Matt wrote:https://torrentfreak.com/deciphering-yo ... ke-201030/
At TorrentFreak, we have relatively little knowledge about encryption, so it would be impossible for us to bypass this ‘rolling cipher,’ one would think. However, after a few Google searches, we learned that pretty much every browser can do this by default.
Which is really the crux of the issue, as I see it. A rolling cipher is a data transformation technique. That's all. ASCII codes, video compression, ROT-13, etc are also data transformation techniques. To be an effective lock, something more is needed. Something to prevent the cipher from working correctly if it's not authorized.

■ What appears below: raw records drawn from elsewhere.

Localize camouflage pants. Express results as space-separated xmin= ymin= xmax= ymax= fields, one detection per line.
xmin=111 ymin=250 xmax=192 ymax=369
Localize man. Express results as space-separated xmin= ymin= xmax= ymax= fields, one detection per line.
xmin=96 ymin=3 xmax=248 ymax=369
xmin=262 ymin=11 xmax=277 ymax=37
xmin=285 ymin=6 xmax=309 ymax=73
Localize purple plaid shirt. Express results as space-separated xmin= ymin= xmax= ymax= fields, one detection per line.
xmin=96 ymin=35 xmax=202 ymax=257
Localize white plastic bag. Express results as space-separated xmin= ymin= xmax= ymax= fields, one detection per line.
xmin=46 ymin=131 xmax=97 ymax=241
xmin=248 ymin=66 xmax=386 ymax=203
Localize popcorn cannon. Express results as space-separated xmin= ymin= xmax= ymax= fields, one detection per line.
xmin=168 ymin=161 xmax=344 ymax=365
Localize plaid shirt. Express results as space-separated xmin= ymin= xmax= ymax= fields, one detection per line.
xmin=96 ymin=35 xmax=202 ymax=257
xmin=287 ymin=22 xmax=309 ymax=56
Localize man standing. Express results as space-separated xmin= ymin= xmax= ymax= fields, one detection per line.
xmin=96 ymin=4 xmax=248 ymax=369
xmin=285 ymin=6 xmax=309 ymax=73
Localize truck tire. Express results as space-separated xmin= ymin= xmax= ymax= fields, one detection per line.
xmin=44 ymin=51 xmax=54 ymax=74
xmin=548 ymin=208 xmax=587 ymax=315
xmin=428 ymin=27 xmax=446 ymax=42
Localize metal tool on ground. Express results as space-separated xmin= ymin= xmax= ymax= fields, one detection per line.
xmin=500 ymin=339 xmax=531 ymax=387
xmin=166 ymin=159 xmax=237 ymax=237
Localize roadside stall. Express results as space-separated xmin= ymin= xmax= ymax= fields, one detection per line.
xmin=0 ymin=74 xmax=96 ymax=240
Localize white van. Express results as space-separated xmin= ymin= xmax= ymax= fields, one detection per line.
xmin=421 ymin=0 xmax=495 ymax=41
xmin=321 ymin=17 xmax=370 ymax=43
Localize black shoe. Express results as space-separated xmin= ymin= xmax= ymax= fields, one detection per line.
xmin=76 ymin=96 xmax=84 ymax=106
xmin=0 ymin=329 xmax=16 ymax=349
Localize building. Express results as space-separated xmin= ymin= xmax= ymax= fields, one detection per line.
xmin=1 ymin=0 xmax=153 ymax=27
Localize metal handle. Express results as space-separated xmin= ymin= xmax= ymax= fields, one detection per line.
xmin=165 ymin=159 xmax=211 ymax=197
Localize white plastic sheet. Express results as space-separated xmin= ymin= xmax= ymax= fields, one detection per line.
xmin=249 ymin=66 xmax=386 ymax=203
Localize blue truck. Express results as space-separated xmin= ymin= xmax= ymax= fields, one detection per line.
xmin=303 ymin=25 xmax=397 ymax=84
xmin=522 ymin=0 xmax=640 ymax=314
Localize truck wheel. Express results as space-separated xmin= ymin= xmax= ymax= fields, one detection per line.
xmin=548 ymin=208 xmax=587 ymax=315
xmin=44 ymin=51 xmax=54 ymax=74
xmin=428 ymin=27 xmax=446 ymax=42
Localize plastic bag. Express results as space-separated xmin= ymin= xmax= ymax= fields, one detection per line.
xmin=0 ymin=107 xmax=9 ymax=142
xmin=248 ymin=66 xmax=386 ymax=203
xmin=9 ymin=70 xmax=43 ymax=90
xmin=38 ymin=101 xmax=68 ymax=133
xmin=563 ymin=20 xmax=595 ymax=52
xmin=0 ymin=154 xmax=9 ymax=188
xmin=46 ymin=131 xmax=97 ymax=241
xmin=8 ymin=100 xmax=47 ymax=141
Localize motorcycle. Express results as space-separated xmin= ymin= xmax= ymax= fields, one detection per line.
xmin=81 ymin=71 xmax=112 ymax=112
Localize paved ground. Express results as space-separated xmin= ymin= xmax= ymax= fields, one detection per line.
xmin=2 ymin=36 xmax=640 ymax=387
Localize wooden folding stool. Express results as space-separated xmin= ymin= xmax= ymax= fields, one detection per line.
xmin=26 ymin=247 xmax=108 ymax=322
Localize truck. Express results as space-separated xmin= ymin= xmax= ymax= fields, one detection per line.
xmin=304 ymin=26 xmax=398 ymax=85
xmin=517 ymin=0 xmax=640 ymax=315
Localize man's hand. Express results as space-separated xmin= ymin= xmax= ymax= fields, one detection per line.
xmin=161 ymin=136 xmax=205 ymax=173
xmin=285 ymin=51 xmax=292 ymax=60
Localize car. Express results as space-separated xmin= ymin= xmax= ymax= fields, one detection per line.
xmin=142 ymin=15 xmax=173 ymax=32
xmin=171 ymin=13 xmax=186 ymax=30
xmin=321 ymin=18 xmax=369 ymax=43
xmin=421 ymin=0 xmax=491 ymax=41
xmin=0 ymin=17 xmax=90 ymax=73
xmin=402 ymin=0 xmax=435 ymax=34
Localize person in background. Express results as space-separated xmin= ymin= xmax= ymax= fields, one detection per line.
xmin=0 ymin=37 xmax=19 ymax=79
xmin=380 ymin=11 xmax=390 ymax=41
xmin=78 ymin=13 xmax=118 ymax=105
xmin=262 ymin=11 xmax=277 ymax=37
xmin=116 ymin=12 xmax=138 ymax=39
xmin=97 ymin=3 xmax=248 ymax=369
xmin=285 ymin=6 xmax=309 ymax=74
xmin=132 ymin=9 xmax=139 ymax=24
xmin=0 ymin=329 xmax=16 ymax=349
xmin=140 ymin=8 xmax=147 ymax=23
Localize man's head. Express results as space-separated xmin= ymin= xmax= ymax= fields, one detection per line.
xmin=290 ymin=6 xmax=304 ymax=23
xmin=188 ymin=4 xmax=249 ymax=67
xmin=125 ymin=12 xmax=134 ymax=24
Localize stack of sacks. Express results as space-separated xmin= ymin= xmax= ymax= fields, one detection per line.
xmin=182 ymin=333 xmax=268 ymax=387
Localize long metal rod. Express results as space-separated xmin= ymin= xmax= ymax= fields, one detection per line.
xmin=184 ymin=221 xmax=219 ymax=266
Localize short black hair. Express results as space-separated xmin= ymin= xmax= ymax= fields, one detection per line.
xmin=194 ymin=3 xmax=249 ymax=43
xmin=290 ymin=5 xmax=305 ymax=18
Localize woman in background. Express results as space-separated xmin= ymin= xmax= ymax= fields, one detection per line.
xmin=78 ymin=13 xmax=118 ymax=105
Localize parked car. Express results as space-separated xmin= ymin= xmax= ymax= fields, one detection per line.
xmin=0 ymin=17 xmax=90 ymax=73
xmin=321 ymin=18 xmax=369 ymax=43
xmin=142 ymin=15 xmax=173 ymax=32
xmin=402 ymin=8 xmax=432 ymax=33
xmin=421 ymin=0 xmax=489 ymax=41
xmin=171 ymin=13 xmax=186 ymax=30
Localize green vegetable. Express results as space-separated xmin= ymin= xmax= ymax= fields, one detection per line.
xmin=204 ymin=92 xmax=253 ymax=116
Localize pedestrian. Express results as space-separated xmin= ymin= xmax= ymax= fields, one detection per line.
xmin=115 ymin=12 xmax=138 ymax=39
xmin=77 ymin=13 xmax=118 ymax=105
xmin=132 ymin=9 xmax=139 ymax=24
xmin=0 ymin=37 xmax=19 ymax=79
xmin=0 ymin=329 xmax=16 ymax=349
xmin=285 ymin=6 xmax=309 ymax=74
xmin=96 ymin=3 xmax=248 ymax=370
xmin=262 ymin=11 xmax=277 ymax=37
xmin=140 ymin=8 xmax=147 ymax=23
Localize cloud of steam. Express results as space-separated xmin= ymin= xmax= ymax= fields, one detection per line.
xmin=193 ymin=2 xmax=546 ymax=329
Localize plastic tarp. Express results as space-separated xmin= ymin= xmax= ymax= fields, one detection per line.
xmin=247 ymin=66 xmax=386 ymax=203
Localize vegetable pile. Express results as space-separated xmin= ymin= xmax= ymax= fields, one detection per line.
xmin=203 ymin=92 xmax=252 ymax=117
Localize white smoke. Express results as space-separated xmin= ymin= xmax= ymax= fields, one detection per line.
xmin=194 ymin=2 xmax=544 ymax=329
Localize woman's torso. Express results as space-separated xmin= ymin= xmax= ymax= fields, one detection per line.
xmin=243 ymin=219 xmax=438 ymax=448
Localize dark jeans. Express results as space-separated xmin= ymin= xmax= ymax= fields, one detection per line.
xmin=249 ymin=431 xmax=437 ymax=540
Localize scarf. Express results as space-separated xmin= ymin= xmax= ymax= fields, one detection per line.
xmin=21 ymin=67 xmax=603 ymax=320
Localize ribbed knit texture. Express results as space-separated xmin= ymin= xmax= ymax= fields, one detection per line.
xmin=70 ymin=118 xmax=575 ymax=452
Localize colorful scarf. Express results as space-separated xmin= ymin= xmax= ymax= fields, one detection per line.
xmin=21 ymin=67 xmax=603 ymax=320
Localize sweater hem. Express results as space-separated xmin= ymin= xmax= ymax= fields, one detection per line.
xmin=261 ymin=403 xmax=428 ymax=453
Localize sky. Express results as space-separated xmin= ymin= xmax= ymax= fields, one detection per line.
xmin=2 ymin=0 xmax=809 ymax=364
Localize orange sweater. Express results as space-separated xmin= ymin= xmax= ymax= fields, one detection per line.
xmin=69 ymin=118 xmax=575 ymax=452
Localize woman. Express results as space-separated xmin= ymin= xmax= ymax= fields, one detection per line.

Essentially what's going on is a client sends an HTTP GET request for a youtube video URL, then the server sends back all the necessary code and information to generate the video URLs to download and play them. A browser uses this to display a page, and download the video for playback in the page, whereas youtube-dl downloads the video without automatic playback and doesn't display a page (and if you say anything accessing a web page has to display it as intended, you're essentially saying ad-blockers and greasemonkey and web debuggers are illegal since they remove elements from or change how the page is displayed, while putting buggy browsers in jeopardy if they have issues causing pages to display incorrectly). Calling this "protection" or a "lock" would be equivalent to a combination lock with the combination written right on it, and expecting only people with freshly cleaned suits to unlock it (without the people walking up to the lock having to agree to anything before touching the lock). If it didn't specify where the videos files are, browsers wouldn't be able to play them, which any of them implementing the appropriate
open web standards can. Is Pale Moon or Konqueror circumventing Youtube's "digital lock"? Is Firefox? Are only Chrome-based programs authorized to access the video URLs? More to the point, "effective technological protection measures" (as required by the DMCA anti-circumvention provision) must be able to, in the absence of anti-circumvention tech, block unauthorized use and allow authorized use. If not, it's by definition not effective protection. Does Youtube do this when a client accesses its servers to request videos? No, IMO.
In contrast, Youtube
does implement DRM on some videos; most notably, movies that you buy, rent, or are temporarily free. Youtube-dl actually can't download those videos, and neither can certain browsers. In this case, Youtube doesn't provide everything necessary to play a video when requesting it, without additional information from the non-free/open DRM module. I'm quite aware of this since my browser can't play even the Free movies they have available, and youtube-dl is not able to download them to play through mpv. For the RIAA to say its videos are sufficiently protected when they don't have this DRM enabled on their videos is laughable. It's telling that the MPAA isn't part of the takedown request, despite also having content up on Youtube.